A decade ago, we wrote that the bicycle is one of the world's seven everyday wonders because it's so simple, effective, affordable, and pollution-free. To that list, we might have added "enriching."
Bicycling for transportation pumps money into local economies. Bikes are wheels of fortune. (Thanks to Flickr photographer hanbyholems for the picture to the right.) If your community spends money building bikeways, you and your neighbors will cycle more. Your cycling will put extra money in the local economy. (I'll explain how in a moment.) The extra money will make the community rich enough to pay for more bikeways. More bikeways will induce more cycling, and the virtuous circle will continue.

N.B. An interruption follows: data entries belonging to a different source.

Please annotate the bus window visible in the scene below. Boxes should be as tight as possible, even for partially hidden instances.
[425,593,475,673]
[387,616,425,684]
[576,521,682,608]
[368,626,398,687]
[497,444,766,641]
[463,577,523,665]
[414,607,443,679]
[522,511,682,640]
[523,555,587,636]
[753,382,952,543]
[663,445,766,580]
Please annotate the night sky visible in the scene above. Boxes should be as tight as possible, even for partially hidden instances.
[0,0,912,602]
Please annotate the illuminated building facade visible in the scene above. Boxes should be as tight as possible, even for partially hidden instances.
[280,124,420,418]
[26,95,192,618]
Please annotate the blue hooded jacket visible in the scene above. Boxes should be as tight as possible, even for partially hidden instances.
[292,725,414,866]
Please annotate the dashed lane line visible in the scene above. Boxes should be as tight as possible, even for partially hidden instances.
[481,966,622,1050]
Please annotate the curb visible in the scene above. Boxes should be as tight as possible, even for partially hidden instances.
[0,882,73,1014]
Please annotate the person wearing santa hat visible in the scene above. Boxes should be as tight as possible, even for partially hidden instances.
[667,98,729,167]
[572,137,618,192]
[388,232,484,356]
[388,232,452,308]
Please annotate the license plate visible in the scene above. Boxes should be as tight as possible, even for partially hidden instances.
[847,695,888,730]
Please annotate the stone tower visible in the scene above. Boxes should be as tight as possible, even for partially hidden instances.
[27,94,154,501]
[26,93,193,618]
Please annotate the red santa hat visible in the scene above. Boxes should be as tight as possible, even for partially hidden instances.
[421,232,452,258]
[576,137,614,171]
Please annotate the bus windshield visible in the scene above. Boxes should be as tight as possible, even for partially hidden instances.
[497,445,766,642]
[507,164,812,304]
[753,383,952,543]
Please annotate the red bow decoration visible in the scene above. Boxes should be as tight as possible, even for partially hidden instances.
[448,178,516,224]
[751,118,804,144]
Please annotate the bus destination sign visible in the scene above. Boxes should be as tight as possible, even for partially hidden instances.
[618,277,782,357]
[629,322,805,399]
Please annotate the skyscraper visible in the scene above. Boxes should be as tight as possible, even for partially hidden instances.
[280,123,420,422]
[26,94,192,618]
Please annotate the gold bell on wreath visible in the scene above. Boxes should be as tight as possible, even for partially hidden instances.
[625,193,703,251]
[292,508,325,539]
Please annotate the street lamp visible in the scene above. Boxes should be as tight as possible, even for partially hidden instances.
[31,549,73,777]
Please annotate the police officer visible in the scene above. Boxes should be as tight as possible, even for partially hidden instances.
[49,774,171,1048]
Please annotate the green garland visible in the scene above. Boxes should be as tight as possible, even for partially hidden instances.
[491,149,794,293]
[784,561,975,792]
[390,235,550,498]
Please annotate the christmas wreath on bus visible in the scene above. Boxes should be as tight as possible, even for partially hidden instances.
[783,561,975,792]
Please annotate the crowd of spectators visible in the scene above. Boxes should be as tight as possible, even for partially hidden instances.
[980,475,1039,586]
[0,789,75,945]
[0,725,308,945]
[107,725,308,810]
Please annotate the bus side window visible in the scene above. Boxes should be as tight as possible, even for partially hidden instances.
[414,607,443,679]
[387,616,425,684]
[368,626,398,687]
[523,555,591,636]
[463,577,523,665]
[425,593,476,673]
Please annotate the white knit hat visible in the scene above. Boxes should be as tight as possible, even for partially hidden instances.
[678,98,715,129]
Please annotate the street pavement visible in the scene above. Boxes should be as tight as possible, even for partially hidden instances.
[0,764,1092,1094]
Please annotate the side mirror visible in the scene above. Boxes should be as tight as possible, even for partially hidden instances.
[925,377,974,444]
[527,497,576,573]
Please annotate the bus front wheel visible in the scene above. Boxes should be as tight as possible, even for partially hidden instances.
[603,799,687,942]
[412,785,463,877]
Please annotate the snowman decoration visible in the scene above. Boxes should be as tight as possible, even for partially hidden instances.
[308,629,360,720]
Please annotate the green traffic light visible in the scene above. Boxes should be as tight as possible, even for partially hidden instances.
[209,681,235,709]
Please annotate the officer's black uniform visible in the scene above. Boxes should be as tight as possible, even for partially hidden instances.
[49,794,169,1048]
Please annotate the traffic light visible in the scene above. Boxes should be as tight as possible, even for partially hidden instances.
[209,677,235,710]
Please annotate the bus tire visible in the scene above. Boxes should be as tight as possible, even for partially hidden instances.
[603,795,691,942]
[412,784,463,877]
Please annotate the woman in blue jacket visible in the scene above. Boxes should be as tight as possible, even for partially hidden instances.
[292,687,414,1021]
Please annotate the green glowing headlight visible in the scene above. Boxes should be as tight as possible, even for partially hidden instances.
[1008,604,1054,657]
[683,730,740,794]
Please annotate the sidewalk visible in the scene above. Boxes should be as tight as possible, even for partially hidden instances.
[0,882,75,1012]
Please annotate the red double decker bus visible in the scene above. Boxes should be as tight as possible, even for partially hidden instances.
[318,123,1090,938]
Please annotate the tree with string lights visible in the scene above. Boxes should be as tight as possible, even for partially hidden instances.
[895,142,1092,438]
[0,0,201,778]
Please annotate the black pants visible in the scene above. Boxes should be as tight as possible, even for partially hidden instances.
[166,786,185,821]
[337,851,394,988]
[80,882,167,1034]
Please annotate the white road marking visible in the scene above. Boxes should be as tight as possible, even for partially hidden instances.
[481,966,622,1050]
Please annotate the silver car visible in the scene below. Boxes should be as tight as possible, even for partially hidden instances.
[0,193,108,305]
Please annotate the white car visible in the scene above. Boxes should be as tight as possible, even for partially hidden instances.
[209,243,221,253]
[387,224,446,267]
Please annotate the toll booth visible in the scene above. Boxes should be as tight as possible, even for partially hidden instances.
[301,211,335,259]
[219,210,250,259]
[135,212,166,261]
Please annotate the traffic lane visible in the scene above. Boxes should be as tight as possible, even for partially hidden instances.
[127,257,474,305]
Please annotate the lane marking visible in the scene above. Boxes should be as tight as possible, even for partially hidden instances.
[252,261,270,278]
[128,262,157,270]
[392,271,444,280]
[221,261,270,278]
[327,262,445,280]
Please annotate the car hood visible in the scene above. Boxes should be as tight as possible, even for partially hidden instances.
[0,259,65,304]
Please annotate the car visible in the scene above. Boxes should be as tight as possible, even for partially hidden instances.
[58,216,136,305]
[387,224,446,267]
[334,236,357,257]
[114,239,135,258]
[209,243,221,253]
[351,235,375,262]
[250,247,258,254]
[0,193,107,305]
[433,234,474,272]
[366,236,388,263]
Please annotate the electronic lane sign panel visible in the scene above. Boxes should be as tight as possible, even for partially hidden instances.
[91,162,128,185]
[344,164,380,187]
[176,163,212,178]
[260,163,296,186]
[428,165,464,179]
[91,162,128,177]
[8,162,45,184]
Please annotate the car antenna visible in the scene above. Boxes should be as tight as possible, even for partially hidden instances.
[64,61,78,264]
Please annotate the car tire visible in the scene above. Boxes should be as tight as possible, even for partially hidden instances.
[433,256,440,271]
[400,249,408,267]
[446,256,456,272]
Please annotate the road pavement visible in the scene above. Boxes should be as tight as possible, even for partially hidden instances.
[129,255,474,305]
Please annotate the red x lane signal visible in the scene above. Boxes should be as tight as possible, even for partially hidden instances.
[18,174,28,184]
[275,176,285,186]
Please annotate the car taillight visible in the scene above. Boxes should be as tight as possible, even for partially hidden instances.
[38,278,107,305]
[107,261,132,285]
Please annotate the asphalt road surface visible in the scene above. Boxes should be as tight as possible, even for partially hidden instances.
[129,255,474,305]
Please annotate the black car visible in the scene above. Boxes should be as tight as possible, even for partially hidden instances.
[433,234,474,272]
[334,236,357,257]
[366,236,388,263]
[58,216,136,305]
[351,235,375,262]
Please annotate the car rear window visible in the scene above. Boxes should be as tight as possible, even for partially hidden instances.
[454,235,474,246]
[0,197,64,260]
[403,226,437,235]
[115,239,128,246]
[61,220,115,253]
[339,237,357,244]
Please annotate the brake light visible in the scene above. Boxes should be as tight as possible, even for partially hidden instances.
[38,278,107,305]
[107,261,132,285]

Let's break the process into steps.
Building bikeways costs money.
Bikeways are cheap, especially compared to roads and trains, but they're not free. In the Puget Sound area, construction can easily cost more than $1 million per mile for a new trail or lane -- not counting land. Seattle's 10-year Bicycle Master Plan sketches a citywide network of cycling routes estimated to cost about $240 million. Retrofitting all of Cascadia's communities for Bicycle Respect -- integrated systems of separate, signaled bikeways as found in parts of northern Europe -- would cost billions of dollars. (Sort of like RTID/ST and Pacific Gateway.)